Cartier Oval Round Rim Glasses
These glasses cost more than most people's phones and somehow that's the point. Gold-finish frames, wood temples, whisper-quiet C de Cartier logo—it's luxury so understated it's almost rude. For the man who thinks Supreme is tacky and wants his eyewear to have a trust fund.
Rimowa Card Holder
Rimowa makes luggage for people who have "travel anxiety" about their luggage getting scratched. Now they make card holders for people with the same energy about their wallets. Grooved aluminum, RFID protection, comes in a presentation box—it's absolutely excessive and that's exactly why it works. Practical flex.
Burberry Hero Parfum Intense
For the guy who wants to smell like he just walked out of a cologne ad where men brood on cliffsides. Cedarwood, warm and smoky, with enough spice to clear a room (in a good way). This is a "statement fragrance," which is code for "people will either love it or ask if you're going somewhere fancy." Zero chill, maximum confidence.
Sennheiser Momentum 4 Headphones
Sixty hours of battery life, which means he'll charge them approximately twice a year. Audiophile-grade sound for the guy who has Opinions about Spotify's bitrate, adaptive noise cancellation for when he needs to ignore you (lovingly). In Brown and Teal because black is boring and AirPods Max are for people who enjoy being robbed.
Loro Piana Summer Walk Loafers
The unofficial shoe of men who say "summer in Goa" instead of "Goa trip." Handcrafted suede, a monogrammed heel where yacht people write their names, non-slip soles for boats you don't own yet. These loafers cost more than reasonable and will make him feel like he summers in the Mediterranean. Aspirational footwear.

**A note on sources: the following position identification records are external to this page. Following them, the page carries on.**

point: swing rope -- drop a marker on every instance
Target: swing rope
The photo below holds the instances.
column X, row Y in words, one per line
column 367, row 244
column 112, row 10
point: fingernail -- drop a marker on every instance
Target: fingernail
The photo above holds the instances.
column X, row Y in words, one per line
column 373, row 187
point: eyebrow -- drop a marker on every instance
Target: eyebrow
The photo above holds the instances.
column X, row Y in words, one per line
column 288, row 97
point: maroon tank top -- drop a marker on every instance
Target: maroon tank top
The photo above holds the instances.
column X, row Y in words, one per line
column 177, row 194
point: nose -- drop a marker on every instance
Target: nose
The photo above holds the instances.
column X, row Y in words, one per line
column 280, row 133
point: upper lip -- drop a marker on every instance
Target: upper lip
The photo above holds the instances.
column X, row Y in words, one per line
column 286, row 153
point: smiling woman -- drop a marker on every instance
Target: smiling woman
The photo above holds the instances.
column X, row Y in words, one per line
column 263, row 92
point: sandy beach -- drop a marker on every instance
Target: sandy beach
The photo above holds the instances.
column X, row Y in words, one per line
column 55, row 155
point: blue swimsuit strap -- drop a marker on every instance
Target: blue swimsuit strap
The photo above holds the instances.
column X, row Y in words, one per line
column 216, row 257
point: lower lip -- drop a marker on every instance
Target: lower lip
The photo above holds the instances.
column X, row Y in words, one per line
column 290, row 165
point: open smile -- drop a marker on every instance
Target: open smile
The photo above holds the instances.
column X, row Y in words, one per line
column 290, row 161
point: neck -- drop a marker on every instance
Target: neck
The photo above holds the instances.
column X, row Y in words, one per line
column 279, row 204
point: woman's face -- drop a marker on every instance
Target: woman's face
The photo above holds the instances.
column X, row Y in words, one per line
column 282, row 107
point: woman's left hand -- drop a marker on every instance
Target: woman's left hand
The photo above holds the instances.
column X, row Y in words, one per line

Braun Series 9 Pro+ Trimmer
Nine attachments, thirteen length settings, lifetime-sharp blades—this is what happens when German engineering meets "I can't be bothered." Waterproof, 100-minute runtime, does everything from beard to body hair without making him read an instruction manual. It's the grooming equivalent of hiring a personal assistant. Unromantic? Sure. Useful? Devastatingly.
Ajmal Aristocrat or Rasasi Hawas
Forget imported niche fragrances that cost ₹15k. Ajmal and Rasasi are Middle Eastern perfume houses available across India that smell EXPENSIVE. Aristocrat is woody and sophisticated, Hawas is fresh and gets compliments. A fraction of designer prices, same impact.
October Jaipur Patchwork Bomber
October does a silk satin bomber with digital patchwork prints that somehow bridges heritage and hype-beast. It's the jacket for the guy who's tired of choosing between a kurta (too formal) and a shirt (too boring) for Diwali parties. Rich fabric, tailored fit, 26 inches of "yes, I know what I'm doing." Pair it with black jeans and watch aunties ask where he shops.
Hermès Chaine d'Ancre Bracelet
The anchor chain bracelet that's become the ultimate quiet luxury signal. Sterling silver or gold, minimal, masculine, unmistakably Hermès. It's the bracelet that other people who know, know.
GoPro Hero13 Black
The Hero13 Black shoots buttery smooth footage, is waterproof to 10 meters, and has battery life that actually lasts through a full day of "adventure". Magnetic mounting, voice control, and the kind of stabilization that makes shaky hands look cinematic. He'll use it twice, but those two videos will look incredible.
Montblanc Meisterstück Pen
Yes, pens are old-fashioned. Yes, he'll use his iPad for notes. But there's something about a Montblanc that makes signing things feel important. The Meisterstück is the classic—resin barrel, gold trim, the pen equivalent of "I've arrived."
Gully Labs x CMF Xoloni Orange
This is India's first streetwear sneaker born from a design challenge. Gully Labs teamed up with CMF (the tech brand doing phones) to let a young designer's sketch become a real, limited-edition sneaker. Xoloni Orange is community-created hype—bold colorway, grassroots energy, the kind of drop that sells out because it actually means something. It's streetwear that's earned, not bought.